Il nuovo Dgb non è affatto imparziale, nasce con un vertice di nomina presidenziale. La sua futura direttrice, Nina Jankowicz, ha contribuito all’insabbiamento dello scoop del New York Post sul caso Hunter Biden, un sospetto di corruzione del figlio dell’allora candidato presidente. Di quelle prove, trovate sul pc portatile di Biden jr, la Jankowicz diceva che fossero “un prodotto della campagna di Donald Trump”. Durante lo stesso periodo, affermava che la sfiducia crescente degli americani nei media, fosse “alimentata dai continui attacchi dell’amministrazione Trump” e non dal calo di qualità o dall’ideologizzazione dei media stessi. Sulla polarizzazione della politica americana: “Finché non mitighiamo la nostra polarizzazione politica, sulle nostre questioni politiche interne, continueremo ad essere facile preda per ogni attore ostile che voglia manipolarci, russo o iraniano, interno o estero”. Anche questa è un’affermazione solo apparentemente di buon senso (“state buoni, perché i nemici sono ben altri”), ma in realtà è quanto di meno democratico si possa dire, perché è un argomento con cui si può sopprimere ogni dissenso.

Solleva dubbi anche il tempismo di questo annuncio. Si potrebbe pensare che sia legato alla guerra in Ucraina. Ma la coincidenza temporale vera è quella dell’acquisto di Twitter da parte di Elon Musk e la sua promessa di lasciare più libertà di espressione nel grande social network. Quel che tutti temono realmente è il ritorno di Donald Trump, che fino al giorno della sua espulsione, era un grande twittatore. Ed ha vinto le elezioni anche per quel motivo. Si tratterebbe dunque di una contromossa dell’amministrazione Biden per prevenire il ritorno in scena del grande avversario?

Potenzialmente, il Dgb, che gli oppositori conservatori già chiamano (citando Orwell) il “ministero della verità” è molto più pericoloso per la libertà di religione e di espressione, che non per le questioni di lotta politica contingenti. Il problema vero è la sua stessa istituzione. Un governo ha, nelle sue mani, il potere di silenziare una parte del dibattito. E lo fa sulla base di una definizione governativa, dunque inevitabilmente arbitraria, di vero e falso.

Cosa potrebbe essere tacciato di disinformazione, nel prossimo futuro? Il dibattito che sta gonfiandosi riguarda l’aborto. I fact checkers si erano già battuti, con metodi molto ideologici (aggrapparsi a dettagli e tecnicismi per tacciare di disinformazione chi diceva l’ovvio), per difendere a spada tratta i governi locali democratici che avevano legalizzato l’aborto tardivo. In quel dibattito, già solo chi parlava di “aborto tardivo” veniva accusato di fare disinformazione.
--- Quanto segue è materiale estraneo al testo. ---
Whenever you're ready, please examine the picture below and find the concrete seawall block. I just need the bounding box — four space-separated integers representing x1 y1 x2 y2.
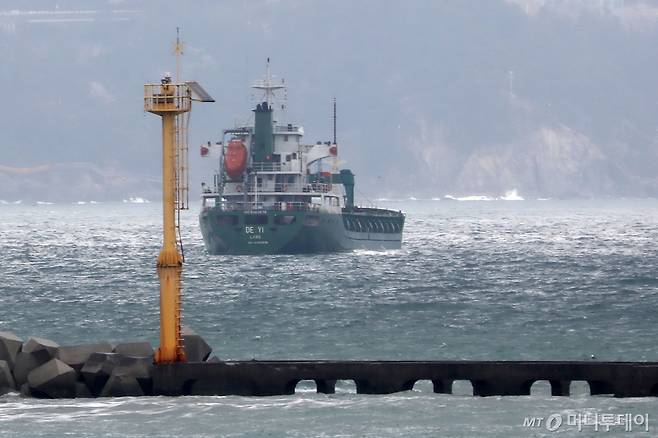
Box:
56 343 113 371
0 332 23 371
113 342 153 357
13 348 53 386
81 353 153 396
23 337 59 357
182 326 212 362
100 371 145 397
81 353 114 395
0 360 16 395
27 358 77 399
354 378 415 394
75 382 92 398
Possiamo solo immaginare come verranno trattati i pareri contrari alla sentenza Roe vs. Wade (che ha di fatto legalizzato l’aborto nel 1973) nei prossimi mesi ed anni.

Ci saranno infiniti casi simili e bisogna anche tener conto di un pericolo di fondo: agli occhi di un laicista, la fede in sé è disinformazione. Anche se nessun intellettuale affronta apertamente la questione in questi termini, si moltiplicano gli articoli, anche scientifici (come questo), per cercare di dimostrare che alla base delle fake news di destra ci sia la fede cristiana. Per questo non resta che sperare che il governo americano non dimentichi il Primo emendamento della Costituzione: quello che difende sia la libertà di religione che quella di espressione.